Qovery follows a careful upgrade process:
  1. Testing period: Each new Kubernetes version undergoes 1 month of internal testing
  2. Rollout: After testing, updates roll out to customers over 3 weeks
  3. Manual upgrades: Option available for customers who want to upgrade immediately
Never upgrade Kubernetes manually through your cloud provider console. This can cause incompatibilities with Qovery components. Always use Qovery-managed upgrades.
You’ll receive notifications when new versions are available for your clusters.
Security is our main concern. When vulnerabilities surface:
  1. Rapid identification: Continuous monitoring of security databases
  2. Impact assessment: Evaluate severity and affected systems
  3. Mitigation solutions: Develop and test patches
  4. Customer communication: Transparent notifications with recommended actions
  5. Deployment assistance: Guided remediation process
Critical security patches may be applied automatically after customer notification.

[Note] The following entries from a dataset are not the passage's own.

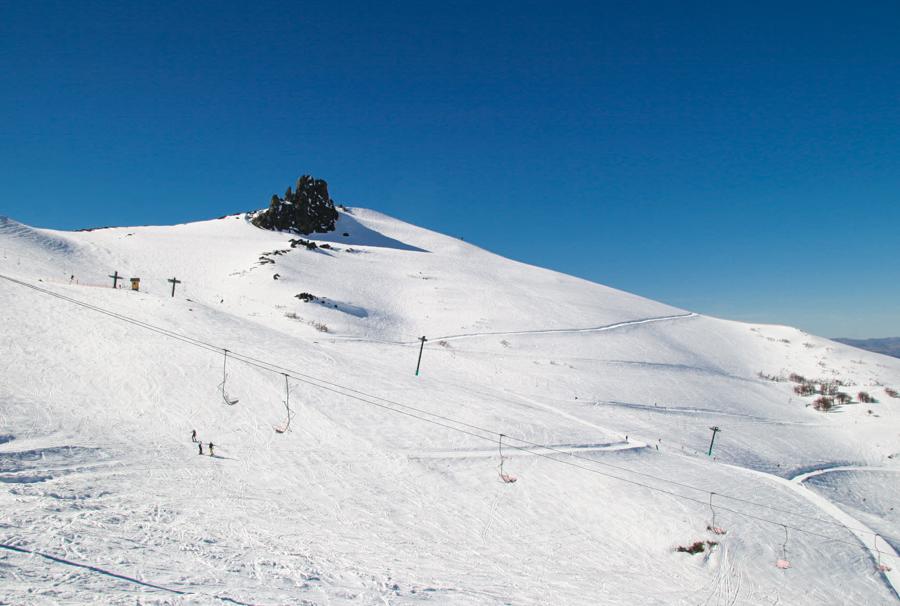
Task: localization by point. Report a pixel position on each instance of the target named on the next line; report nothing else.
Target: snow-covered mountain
(384, 486)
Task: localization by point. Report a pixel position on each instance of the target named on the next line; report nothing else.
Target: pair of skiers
(200, 444)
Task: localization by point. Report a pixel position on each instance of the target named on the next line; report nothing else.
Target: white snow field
(385, 486)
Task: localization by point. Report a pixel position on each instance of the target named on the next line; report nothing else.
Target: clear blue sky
(741, 160)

A mirroring registry is a private container registry that caches images from public registries, providing:
  • Faster image pulls (cached locally)
  • Protection against rate limits
  • Improved reliability and availability
  • Better control over image versions
Learn more in our Image Mirroring documentation.
An unavailable status can occur due to:Common Causes:
  • Cluster manually stopped through cloud provider
  • Cloud provider outage or service disruption
  • Network connectivity issues
  • Accidental deletion of critical resources
  • Control plane issues
Troubleshooting Steps:
  1. Check cloud provider status page for outages
  2. Verify cluster hasn’t been manually stopped in cloud console
  3. Review Qovery cluster logs for error messages
  4. Check cloud credentials are still valid
  5. Contact Qovery support if issue persists
Always manage clusters through Qovery Console to avoid status inconsistencies. Manual changes in cloud provider consoles can cause unexpected behavior.